Phantoms In The Brain: Probing The Mysteries Of The Human Brain (A Review)

by mo on Tuesday, April 12, 2011

"Armed with a genius for unaided visual observation and inductive reasoning in an era of fine pixel resolution and gross computer subtractions, Ramachandran has been able to make significant contributions to the understanding of how the brain represents the body self. He has shown that the body image is a malleable internal construct and that perception extracts statistical correlations to create a temporarily useful model." (Forrest 2000, p. 841)

When I first came across this review of Ramachandran's book, I knew I had to get hold of. With simple visual tricks in treatments designed for patients suffering from phantom limb pain, esteemed neurologist, Ramachandran suggests the idea that, "body image is not anchored (or “loyal”) to one’s own body and can even involve inanimate objects" (Forrest 2000, p.62).

This then became the focus point of my research project – if simple visual illusions can render such intense moments during which one is acutely aware of the malleability of their conception of body self, then shouldn't visual communications be able to provoke this similar response?

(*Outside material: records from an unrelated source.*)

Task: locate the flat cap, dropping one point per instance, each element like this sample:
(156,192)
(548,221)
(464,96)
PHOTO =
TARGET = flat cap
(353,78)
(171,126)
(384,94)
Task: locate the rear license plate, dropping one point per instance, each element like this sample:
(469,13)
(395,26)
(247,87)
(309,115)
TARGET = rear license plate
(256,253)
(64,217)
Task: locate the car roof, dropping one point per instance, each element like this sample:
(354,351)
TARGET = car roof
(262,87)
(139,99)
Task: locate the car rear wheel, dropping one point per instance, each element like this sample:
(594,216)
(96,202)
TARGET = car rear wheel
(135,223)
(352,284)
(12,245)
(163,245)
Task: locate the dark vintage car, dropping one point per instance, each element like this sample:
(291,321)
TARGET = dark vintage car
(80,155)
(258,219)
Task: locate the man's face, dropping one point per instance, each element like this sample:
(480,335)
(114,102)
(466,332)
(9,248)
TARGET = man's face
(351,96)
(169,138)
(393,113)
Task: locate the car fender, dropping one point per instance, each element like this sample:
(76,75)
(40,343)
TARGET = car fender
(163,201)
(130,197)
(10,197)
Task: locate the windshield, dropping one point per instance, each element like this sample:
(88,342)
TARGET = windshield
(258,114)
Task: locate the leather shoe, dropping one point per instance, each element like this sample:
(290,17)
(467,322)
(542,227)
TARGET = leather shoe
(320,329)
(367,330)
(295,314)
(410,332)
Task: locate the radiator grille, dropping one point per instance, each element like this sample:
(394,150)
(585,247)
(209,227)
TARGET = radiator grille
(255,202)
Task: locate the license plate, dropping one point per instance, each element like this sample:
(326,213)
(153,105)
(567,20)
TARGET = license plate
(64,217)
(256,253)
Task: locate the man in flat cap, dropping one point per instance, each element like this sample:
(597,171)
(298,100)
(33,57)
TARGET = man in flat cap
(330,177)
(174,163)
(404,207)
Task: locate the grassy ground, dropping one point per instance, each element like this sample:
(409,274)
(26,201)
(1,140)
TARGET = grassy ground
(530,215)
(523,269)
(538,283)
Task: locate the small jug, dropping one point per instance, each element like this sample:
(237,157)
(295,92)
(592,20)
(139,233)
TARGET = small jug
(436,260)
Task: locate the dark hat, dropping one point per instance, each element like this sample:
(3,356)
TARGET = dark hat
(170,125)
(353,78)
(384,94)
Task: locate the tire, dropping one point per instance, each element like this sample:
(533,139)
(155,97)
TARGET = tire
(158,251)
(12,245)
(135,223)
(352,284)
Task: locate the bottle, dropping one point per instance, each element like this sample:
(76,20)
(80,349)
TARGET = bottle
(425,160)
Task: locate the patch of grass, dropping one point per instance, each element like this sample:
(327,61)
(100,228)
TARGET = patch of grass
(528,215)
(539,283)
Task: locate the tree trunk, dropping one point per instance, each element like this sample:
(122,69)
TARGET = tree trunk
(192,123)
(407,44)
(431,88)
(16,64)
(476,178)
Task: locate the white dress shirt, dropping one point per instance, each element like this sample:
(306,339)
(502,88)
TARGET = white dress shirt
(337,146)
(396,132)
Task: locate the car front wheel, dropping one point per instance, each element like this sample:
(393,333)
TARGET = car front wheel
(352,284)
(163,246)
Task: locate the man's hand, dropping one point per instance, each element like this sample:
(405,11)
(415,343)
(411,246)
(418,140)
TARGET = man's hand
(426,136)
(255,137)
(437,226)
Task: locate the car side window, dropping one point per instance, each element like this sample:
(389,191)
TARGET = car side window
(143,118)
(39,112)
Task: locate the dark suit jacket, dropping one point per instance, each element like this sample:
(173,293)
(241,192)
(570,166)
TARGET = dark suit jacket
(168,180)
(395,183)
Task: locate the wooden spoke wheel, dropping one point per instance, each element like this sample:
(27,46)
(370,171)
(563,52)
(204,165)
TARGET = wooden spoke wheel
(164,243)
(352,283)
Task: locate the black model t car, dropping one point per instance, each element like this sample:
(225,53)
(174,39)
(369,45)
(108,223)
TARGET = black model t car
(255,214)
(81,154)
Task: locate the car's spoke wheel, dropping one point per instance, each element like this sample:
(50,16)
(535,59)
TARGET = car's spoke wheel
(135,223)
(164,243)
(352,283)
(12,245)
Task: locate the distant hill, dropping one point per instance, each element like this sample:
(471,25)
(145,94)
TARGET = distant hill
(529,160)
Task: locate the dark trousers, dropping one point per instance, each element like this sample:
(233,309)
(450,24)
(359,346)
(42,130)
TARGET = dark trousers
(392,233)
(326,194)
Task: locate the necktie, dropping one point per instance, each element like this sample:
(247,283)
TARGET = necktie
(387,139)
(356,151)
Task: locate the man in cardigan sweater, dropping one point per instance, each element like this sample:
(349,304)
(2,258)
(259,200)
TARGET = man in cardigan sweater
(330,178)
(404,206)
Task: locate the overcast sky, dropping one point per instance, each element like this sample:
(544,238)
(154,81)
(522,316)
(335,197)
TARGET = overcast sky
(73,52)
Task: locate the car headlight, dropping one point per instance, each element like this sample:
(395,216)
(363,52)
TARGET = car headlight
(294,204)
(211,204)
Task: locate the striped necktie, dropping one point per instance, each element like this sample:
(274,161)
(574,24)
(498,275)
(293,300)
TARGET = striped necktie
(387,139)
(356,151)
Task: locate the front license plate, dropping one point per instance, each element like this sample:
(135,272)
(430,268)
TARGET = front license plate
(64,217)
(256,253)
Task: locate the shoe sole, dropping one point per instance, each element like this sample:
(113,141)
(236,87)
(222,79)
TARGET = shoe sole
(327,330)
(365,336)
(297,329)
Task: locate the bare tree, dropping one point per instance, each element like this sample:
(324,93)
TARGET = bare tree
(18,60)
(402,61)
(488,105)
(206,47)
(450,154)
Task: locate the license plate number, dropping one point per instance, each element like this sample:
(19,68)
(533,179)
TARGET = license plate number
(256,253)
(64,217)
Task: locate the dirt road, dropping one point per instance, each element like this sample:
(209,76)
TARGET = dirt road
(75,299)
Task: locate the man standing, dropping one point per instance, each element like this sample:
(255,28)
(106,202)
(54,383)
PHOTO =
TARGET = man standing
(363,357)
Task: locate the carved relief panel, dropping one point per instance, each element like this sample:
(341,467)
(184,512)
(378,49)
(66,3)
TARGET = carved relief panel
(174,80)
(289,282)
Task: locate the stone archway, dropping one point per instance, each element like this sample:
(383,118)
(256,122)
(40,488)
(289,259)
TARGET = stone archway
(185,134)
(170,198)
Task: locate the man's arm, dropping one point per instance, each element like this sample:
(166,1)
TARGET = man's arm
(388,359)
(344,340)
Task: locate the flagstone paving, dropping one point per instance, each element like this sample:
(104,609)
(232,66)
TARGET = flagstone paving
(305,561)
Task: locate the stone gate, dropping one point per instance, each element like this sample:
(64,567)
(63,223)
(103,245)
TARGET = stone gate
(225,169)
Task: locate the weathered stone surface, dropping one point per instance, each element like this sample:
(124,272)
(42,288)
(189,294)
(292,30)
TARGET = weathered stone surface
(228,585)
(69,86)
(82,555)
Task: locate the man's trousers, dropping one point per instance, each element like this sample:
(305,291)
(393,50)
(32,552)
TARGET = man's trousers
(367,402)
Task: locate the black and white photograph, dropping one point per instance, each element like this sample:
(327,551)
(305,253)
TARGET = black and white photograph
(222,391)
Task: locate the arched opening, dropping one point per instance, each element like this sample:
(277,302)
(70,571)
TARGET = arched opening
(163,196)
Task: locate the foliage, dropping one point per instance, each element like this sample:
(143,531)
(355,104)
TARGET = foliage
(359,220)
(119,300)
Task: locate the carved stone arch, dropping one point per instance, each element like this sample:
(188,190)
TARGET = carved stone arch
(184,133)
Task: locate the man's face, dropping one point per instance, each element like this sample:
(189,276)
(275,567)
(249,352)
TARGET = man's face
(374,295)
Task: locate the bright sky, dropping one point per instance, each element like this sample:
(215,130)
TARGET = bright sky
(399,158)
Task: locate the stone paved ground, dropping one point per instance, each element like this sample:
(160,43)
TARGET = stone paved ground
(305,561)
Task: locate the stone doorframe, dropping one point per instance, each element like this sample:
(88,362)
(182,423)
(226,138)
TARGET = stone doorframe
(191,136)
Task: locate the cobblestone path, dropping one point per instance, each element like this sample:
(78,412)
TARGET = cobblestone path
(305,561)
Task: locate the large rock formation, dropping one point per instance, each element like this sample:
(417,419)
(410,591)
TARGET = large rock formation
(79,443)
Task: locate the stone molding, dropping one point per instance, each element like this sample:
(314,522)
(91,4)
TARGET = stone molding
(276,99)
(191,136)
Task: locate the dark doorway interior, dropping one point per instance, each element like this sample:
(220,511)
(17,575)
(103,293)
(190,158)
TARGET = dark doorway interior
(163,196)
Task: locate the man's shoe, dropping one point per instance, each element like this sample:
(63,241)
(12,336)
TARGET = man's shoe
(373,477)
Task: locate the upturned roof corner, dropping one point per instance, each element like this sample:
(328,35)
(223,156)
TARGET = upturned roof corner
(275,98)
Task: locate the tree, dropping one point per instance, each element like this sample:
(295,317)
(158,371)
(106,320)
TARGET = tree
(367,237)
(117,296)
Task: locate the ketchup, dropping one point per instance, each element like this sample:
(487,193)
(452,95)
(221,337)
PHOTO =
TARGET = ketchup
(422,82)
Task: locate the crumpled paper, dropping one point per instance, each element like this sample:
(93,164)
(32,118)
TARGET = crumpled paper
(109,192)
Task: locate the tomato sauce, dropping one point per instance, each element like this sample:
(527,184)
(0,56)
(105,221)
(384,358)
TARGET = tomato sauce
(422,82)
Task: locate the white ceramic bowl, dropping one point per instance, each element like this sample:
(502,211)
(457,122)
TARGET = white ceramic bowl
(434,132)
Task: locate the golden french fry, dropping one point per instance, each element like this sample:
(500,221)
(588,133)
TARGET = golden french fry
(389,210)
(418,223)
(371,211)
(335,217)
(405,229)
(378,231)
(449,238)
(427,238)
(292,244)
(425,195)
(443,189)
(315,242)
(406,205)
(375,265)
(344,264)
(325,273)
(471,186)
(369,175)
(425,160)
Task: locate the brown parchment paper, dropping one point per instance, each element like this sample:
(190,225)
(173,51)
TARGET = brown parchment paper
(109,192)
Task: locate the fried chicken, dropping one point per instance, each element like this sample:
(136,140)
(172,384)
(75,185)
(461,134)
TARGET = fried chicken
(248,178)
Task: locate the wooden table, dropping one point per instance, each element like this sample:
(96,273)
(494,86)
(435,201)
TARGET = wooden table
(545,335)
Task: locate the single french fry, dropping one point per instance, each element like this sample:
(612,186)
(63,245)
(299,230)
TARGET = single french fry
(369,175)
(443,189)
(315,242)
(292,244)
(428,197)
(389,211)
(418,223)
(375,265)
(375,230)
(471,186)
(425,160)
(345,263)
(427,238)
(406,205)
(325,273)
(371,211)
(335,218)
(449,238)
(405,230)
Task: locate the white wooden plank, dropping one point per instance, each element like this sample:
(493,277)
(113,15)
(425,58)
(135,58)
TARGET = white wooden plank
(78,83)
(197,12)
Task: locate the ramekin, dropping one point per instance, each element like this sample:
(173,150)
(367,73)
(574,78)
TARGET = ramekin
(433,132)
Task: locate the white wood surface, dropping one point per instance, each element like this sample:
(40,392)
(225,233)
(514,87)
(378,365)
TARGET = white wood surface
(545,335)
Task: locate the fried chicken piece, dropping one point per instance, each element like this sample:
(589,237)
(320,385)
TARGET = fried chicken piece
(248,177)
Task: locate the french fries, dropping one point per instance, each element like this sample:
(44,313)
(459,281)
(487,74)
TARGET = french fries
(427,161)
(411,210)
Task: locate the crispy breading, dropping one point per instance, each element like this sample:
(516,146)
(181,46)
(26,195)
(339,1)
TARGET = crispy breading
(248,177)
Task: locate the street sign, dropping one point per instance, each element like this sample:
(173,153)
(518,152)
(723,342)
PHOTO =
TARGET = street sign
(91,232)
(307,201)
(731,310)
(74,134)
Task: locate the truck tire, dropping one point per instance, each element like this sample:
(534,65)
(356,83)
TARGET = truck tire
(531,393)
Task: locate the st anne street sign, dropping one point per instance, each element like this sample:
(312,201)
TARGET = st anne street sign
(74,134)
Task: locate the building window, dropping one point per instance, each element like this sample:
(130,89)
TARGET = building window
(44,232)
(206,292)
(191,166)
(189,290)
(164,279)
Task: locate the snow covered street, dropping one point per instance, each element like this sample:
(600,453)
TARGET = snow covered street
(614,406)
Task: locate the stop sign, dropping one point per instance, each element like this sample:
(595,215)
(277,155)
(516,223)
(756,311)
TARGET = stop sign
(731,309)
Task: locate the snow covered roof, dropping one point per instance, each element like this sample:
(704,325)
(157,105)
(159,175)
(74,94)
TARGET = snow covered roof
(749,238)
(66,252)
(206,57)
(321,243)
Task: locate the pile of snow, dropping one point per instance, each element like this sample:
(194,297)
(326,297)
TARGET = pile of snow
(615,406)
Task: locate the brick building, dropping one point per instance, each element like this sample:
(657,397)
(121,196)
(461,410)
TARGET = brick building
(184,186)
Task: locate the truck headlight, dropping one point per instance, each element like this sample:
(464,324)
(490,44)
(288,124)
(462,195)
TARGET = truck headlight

Taking it to an almost metaphysical level, he then ponders the possibility that "the body is merely “a shell that you’ve temporarily created for successfully passing on your genes to your offspring” (Ramachandran, in Forrest 2000, p,75). This is a very interesting idea – however, not wanting to go into semiotics and metaphysics, I have chosen to steer away from this aspect of the phantom limb phenomenon in my research.

Some interesting cases that Forrest then draws attention to:

A patient with dissociation between her what and how pathways can interact with the world spatially but is “unaware of the shapes, locations and sizes of most objects around her” (Forrest 2000, p.79).

Charles Bonnet syndrome whereby patients suffer from vivid visual hallucinations to ‘replace’ the reality that is missing from their lives.

Mirror agnosia or the looking glass syndrome whereby the patient believes objects reflected in the mirror from the neglected side are real and inside the mirror.

Fregoli Syndrome (p.171) the patient keeps seeing the same person everywhere.

Forrest, D.V. 2000, "Phantoms in the Brain: Probing the Mysteries of the Human Mind", American Journal of Psychiatry, vol. 157, no. 5, pp. 841-842.